A chance, yes, but nothing is guaranteed. Bird’s former UConn teammate, Diana Taurasi, won in 2007 and 2009, making it two championships in Taurasi’s first five seasons, the latter at age 27. But her running mate, Cappie Pondexter, then requested a trade, and Taurasi didn’t get her third until 2014, once Brittney Griner joined her in Phoenix, and none since.
Maya Moore, at age 26, captured her third title with Minnesota in 2015. But after winning her fourth in 2017, she hasn’t won one since — losing in the 2018 playoffs, the year Stewart won her first, and sitting out the 2019 and 2020 seasons to win a different kind of championship altogether.
Bird said she expects to return in 2021, though, and with Jewell Loyd just getting better by the year, the Storm should be among the favorites next season. But it is hardly a cleared path for Stewart going forward. The 2020 MVP, A’ja Wilson, will have plenty to say about the future of the league, as will the 2019 MVP, Elena Delle Donne, just 31 and expected to return in 2021 after sitting out 2020 because of the risk of COVID-19. Moore could even return, now that the prisoner whose conviction she helped challenge is free. By the time Stewart is 30, she’ll likely have to stay ahead of an in-prime Sabrina Ionescu in New York, not to mention the next crop of players who will have made their way to the WNBA, likely including South Carolina’s Aliyah Boston and UConn’s Paige Bueckers.
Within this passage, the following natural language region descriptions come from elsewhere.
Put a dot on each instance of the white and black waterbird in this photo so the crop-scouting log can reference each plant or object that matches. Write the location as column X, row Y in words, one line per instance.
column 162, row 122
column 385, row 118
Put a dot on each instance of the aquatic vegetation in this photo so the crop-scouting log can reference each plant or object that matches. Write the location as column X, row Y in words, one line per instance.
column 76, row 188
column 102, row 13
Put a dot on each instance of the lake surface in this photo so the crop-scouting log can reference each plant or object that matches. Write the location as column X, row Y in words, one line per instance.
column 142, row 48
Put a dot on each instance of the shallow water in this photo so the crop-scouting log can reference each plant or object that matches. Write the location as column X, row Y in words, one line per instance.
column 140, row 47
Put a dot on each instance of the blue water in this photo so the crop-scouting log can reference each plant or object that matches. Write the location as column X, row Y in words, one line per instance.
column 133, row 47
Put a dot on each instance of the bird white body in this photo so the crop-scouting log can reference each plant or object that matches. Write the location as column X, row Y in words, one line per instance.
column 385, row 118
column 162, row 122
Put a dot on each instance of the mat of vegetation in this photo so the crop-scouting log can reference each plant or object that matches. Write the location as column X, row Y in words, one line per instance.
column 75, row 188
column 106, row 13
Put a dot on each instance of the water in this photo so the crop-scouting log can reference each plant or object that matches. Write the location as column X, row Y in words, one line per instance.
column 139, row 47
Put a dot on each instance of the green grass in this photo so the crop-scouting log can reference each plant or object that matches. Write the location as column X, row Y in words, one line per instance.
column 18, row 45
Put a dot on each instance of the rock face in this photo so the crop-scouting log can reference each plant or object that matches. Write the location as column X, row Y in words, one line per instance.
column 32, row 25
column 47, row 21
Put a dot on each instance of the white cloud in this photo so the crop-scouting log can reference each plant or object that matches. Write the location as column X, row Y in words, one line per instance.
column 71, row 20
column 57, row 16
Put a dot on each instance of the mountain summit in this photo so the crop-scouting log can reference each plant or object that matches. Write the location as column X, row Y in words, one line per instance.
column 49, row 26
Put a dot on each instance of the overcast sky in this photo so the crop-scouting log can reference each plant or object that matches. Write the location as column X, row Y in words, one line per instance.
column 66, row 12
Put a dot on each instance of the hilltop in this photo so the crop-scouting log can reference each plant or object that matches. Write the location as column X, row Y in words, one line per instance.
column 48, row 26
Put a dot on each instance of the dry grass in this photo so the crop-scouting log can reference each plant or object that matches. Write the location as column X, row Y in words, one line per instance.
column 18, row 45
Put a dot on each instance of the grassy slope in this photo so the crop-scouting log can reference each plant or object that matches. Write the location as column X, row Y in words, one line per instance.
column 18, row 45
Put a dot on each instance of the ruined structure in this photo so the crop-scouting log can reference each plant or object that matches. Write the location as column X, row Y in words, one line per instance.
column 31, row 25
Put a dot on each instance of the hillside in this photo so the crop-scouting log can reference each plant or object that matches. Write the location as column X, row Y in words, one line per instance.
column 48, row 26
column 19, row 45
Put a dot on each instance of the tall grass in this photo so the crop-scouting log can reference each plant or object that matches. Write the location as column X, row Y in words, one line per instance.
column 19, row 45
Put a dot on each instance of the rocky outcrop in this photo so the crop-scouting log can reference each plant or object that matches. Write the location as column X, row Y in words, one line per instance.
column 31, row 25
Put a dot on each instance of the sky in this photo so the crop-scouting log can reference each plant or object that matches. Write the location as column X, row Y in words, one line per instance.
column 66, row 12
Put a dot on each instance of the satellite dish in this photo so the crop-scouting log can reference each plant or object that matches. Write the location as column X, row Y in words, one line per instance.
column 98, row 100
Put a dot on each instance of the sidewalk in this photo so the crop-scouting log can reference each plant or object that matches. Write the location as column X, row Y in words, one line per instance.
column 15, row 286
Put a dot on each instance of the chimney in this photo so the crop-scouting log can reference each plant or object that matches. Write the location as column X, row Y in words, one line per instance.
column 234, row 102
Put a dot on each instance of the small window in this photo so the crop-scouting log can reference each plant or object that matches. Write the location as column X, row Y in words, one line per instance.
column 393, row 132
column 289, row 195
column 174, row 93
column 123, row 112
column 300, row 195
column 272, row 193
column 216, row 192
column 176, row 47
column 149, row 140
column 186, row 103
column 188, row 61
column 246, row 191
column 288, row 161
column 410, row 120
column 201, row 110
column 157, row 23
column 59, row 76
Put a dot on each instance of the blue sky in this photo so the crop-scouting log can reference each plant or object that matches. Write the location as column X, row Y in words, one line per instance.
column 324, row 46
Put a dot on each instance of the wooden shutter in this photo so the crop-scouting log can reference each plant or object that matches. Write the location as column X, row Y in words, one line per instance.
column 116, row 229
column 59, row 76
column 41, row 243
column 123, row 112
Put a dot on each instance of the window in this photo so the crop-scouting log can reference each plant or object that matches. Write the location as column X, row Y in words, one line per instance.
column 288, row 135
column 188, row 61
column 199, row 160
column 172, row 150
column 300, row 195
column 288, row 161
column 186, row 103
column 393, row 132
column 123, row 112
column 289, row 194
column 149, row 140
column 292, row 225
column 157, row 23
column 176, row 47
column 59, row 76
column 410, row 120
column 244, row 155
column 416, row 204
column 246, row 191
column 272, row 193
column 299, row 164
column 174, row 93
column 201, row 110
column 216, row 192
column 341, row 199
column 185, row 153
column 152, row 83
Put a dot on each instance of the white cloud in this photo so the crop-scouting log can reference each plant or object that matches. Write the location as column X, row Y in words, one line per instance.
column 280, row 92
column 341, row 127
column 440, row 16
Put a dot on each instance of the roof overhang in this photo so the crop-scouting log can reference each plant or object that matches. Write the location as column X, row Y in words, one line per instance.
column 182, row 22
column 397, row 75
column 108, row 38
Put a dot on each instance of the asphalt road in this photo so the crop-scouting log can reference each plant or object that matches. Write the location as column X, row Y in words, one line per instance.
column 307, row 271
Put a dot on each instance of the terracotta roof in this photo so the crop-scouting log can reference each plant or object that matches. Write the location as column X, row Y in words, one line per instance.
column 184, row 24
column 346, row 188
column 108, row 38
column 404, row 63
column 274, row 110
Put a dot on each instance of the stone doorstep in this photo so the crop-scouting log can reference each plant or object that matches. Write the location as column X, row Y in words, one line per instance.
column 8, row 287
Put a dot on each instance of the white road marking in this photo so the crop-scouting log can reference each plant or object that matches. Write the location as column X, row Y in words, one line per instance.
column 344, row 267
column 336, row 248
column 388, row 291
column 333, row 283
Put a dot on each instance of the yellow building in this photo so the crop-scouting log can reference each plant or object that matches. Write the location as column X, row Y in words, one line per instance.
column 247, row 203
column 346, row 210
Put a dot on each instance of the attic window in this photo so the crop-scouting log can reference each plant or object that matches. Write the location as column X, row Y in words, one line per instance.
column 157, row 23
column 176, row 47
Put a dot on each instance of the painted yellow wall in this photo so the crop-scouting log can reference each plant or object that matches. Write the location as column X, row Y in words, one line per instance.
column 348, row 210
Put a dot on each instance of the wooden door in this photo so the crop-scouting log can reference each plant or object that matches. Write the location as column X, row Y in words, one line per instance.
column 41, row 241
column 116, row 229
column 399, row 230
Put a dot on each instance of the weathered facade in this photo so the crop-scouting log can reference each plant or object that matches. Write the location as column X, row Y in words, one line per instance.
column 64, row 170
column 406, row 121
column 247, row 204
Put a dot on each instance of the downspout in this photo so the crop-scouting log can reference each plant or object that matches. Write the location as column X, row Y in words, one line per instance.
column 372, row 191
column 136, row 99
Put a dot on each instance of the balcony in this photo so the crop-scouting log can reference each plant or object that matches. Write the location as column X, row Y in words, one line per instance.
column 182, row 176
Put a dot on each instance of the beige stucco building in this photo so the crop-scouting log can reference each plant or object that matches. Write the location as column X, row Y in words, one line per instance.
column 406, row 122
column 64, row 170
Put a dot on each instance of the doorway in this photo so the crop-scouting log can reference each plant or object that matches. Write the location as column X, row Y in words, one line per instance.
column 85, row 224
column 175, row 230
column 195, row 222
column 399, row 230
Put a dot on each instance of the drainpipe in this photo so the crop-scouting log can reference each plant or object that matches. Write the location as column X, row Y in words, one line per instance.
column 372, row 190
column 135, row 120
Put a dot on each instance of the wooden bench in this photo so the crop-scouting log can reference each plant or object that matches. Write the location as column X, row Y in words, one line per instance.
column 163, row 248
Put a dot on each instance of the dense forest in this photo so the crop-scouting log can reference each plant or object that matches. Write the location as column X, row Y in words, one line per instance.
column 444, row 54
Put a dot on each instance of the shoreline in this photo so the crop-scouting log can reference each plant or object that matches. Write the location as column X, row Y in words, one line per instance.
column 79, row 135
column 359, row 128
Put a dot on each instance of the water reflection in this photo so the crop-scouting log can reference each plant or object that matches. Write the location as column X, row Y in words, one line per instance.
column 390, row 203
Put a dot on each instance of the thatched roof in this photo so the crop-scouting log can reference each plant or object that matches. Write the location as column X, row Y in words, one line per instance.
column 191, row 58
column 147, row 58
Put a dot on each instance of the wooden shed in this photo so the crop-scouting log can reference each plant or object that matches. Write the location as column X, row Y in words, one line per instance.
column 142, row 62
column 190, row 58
The league’s talent infusion is relentless.
And yet, there is something about Stewart’s inevitability that seems to quiet the realization of just how great she is. Make a game-winner, and it gets played on highlight films for decades to come. But beat everyone by 30 — a much harder, higher standard — and it doesn’t stick in memories quite so readily. Stewart’s teammate has something to say about that, however.
“If people are under-appreciating Stewie based on no close games in Finals, that’s the most ridiculous thing I’ve ever heard,” Bird said. “I’m like, I can’t even compute it. What does it even mean?”
It means that Stewart hasn’t just won this often, she’s done it in a way that puts every record within reach. And so, the figure atop women’s basketball once more, who calmly said she intended to win four national championships at UConn and then did just that, seems pretty willing to keep on imposing her will on the WNBA for a while. Asked if six championships were in reach, another standard that no one has yet met, she smiled and said: “Yeah, I want to win.”